13. Reference was made by Mr. Joshi to a decision of the King's Bench Division in the case of General Medical Council v. IRC  13 TC 819 (CA). The question that arose for consideration before the court was whether a General Medical Council established by the Medical Act, 1958, can be said to have been constituted for charitable purposes as understood in England. Rowlatt J., who gave the decision in the trial court, clearly expressed the view that it was fair to say that the main interest, the main object of the council, was to protect the public, and it was only through the fact that the public know they were protected against bad doctors that good doctors got any benefit. With this view of Rowlatt J. Lord Hanworth M.R. concurred in appeal. Sargant L.J. expressed a doubt about the correctness of this view, while Lawrence L.J., did not express any opinion thereon. Thus, this decision does not assist us in deciding the question before us more so when the definition of the expression 'charitable purpose' in India is entirely distinct from that understood in England having regard to its historical origin.

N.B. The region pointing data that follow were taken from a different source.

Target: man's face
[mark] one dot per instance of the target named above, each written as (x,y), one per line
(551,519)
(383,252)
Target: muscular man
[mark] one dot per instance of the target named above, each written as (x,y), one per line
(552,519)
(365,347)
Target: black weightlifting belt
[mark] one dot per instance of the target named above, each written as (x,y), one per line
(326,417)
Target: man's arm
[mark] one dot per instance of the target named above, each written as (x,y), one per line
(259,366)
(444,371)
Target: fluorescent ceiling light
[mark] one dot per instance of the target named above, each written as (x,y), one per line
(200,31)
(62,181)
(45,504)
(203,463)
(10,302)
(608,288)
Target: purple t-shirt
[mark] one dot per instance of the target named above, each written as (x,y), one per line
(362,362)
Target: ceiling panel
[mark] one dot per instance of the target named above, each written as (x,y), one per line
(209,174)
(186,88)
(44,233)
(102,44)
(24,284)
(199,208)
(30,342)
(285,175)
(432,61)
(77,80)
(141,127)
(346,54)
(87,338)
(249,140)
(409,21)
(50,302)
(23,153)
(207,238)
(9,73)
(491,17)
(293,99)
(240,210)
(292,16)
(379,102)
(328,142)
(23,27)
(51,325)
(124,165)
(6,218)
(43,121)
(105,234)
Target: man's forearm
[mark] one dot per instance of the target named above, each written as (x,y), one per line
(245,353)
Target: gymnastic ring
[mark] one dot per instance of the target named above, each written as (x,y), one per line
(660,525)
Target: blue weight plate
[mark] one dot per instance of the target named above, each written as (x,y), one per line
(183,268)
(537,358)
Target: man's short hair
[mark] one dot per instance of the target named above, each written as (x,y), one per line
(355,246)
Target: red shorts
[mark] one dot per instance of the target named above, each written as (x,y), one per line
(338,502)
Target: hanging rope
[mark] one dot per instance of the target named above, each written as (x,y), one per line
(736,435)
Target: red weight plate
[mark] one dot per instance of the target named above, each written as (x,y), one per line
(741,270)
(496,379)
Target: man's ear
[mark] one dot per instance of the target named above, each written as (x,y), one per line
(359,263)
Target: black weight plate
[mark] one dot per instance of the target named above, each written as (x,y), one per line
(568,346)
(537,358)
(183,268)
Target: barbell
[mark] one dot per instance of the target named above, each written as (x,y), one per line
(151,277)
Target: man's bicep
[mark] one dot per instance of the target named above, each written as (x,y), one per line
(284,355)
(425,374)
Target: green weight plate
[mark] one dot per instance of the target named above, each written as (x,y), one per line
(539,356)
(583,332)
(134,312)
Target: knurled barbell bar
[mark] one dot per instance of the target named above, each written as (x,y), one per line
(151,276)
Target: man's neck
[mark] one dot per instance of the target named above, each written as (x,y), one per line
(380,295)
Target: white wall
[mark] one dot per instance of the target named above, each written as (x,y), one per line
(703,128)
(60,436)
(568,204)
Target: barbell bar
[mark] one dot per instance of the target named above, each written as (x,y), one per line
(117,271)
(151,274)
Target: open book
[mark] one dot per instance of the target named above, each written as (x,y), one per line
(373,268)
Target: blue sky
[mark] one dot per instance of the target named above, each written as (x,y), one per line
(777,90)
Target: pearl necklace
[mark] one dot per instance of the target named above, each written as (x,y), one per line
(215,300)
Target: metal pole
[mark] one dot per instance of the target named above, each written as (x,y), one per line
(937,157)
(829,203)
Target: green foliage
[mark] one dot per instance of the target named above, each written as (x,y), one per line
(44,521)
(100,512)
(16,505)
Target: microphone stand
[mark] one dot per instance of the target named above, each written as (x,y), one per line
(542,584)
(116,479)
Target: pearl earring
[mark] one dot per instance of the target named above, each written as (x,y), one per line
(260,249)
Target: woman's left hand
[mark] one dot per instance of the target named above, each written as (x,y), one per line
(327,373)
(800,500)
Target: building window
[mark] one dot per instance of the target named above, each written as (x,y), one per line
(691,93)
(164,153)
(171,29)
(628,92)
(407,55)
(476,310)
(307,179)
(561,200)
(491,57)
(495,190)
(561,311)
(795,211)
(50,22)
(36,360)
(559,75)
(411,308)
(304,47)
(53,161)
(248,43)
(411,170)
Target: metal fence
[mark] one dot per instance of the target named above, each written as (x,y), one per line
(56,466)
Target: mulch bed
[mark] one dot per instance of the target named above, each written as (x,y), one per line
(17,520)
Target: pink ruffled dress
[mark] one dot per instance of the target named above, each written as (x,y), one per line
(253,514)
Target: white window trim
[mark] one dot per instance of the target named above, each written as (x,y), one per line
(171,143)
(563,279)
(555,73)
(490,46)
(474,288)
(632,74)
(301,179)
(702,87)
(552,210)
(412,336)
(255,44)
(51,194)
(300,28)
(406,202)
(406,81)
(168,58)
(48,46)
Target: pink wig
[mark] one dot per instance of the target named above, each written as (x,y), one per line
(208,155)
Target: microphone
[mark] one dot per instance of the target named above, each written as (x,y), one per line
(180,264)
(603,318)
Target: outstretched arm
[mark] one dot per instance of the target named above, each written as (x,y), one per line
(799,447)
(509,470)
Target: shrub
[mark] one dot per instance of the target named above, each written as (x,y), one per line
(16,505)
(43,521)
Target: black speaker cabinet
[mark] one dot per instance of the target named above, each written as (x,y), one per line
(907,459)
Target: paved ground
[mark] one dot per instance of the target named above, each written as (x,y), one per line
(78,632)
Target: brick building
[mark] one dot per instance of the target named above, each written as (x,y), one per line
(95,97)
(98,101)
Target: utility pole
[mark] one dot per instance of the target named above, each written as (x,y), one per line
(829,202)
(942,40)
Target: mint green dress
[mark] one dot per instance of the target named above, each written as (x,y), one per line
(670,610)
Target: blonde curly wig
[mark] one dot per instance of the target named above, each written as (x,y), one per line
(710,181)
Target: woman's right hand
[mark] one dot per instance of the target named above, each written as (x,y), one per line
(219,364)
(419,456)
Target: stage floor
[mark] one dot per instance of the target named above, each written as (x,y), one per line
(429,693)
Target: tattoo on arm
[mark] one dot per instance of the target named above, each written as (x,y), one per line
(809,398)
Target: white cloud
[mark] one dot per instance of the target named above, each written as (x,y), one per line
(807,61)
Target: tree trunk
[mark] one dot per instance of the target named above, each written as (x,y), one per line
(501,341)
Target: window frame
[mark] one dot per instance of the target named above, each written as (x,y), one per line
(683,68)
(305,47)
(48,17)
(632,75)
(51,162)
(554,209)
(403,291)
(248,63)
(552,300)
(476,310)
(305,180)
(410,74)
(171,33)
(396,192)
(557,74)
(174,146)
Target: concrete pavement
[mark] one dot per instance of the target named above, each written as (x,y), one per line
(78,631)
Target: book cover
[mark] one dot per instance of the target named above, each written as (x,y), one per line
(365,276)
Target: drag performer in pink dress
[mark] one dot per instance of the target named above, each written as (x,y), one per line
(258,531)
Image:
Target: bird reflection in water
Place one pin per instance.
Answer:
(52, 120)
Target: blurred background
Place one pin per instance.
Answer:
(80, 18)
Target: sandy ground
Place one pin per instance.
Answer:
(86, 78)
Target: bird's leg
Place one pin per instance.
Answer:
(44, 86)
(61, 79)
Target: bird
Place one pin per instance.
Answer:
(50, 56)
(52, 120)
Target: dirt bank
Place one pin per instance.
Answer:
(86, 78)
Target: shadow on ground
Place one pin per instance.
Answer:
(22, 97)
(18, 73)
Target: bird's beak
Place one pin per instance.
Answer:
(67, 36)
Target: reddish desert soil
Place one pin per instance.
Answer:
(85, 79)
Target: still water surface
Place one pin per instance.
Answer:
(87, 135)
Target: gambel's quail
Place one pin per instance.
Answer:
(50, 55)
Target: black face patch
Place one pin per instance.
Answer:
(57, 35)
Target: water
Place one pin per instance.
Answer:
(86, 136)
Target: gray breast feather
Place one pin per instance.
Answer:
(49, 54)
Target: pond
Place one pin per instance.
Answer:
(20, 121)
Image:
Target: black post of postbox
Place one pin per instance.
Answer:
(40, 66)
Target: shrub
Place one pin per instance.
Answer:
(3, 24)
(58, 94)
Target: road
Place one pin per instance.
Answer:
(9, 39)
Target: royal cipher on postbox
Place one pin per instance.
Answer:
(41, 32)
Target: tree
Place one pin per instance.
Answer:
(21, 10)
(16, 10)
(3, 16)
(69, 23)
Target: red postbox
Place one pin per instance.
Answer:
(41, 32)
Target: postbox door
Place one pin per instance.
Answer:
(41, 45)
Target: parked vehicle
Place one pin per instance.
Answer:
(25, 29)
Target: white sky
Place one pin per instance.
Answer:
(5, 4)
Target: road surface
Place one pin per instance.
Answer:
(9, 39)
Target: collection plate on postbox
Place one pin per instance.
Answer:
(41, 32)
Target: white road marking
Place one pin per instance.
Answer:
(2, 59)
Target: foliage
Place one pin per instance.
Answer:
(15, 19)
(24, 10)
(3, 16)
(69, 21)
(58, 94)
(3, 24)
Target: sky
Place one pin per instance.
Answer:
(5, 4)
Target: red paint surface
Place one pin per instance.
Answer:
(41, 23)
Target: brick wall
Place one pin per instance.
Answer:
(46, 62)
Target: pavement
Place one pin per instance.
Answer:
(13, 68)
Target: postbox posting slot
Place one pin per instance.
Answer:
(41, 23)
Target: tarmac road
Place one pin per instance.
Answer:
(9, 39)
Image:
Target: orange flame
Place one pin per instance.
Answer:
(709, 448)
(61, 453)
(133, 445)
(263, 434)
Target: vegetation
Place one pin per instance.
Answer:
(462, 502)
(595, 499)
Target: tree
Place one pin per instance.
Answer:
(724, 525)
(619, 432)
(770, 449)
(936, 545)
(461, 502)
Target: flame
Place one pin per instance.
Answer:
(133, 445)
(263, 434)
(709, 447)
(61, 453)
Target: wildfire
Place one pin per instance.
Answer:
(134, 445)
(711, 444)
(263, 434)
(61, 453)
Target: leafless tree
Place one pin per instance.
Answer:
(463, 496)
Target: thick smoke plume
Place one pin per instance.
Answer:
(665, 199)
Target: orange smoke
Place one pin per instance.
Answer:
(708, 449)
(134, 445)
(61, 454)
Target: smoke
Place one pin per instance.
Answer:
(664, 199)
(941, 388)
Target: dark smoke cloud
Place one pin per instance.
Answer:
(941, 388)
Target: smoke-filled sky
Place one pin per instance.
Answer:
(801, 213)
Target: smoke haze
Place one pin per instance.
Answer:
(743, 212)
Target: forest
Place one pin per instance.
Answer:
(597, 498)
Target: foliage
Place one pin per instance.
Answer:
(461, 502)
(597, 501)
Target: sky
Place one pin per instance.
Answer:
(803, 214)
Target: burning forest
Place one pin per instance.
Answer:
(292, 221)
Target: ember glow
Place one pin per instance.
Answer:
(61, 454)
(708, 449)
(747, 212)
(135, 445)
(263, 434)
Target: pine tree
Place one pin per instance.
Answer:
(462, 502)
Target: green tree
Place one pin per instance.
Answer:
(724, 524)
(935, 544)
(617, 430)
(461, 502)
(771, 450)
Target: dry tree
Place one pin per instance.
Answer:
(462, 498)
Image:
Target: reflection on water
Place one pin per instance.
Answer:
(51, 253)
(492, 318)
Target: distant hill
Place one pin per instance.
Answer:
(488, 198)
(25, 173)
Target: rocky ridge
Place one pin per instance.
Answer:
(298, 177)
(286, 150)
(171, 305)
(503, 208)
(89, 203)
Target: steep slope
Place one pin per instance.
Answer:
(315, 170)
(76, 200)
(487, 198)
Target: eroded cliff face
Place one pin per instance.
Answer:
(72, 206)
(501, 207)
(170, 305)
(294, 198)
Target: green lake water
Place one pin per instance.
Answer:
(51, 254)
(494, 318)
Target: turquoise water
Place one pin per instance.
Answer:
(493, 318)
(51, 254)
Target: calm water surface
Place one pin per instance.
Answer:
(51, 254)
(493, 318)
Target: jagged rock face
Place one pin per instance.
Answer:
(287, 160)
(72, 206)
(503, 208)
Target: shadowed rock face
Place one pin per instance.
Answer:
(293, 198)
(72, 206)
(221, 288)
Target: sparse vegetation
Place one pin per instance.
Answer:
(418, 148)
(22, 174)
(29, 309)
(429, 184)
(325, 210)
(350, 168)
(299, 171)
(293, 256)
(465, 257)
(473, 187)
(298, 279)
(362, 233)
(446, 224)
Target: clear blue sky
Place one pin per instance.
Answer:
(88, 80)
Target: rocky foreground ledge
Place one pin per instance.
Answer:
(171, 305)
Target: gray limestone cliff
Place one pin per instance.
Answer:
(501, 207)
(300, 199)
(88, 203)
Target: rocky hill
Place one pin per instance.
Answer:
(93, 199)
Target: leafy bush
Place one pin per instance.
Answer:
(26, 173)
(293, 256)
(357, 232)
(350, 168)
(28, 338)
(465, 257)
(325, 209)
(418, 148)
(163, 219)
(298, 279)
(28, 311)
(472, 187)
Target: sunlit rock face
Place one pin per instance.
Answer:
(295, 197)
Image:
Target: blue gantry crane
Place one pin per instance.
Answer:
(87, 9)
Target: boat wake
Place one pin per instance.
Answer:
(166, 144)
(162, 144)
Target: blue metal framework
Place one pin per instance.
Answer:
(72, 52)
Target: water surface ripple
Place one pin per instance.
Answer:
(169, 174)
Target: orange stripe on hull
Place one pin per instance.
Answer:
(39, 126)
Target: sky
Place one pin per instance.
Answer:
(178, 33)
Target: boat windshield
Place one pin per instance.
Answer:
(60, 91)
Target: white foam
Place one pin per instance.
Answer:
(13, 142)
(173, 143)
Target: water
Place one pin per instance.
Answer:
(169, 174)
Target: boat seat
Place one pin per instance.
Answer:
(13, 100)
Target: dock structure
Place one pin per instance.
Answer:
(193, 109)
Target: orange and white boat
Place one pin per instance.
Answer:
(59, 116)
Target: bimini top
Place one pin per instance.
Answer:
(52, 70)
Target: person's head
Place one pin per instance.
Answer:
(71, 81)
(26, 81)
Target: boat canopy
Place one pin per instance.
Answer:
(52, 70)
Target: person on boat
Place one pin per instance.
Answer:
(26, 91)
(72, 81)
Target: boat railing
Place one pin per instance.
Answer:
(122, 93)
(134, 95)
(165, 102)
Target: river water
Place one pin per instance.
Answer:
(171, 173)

14. Reference was also made by Mr. Joshi to a decision of the Supreme Court in the case of CIT v. Indian Sugar Mills Association : 97ITR486(SC) . This case, in our opinion, is of no assistance to Mr. Joshi because the object with which the respondent-association was formed permitted, inter alia, to declare dividends and distribute profits. We are not concerned with a case of this type and there is no similarity whatsoever between the facts of that case and the facts with which we are concerned.
15. In our opinion, the functions of the Bar Council as intended in s. 6 of the Advocates Act, 1961, are such that it is clearly a body constituted for general public utility and the entire income of such a body will be exempt from tax for the relevant assessment years with which we are concerned, in view of the provisions of s. 11 of the I.T. Act, 1961. Accordingly, our answer to the question referred to us is in the affirmative and in favour of the assessee. The revenue shall pay the costs of the assessee.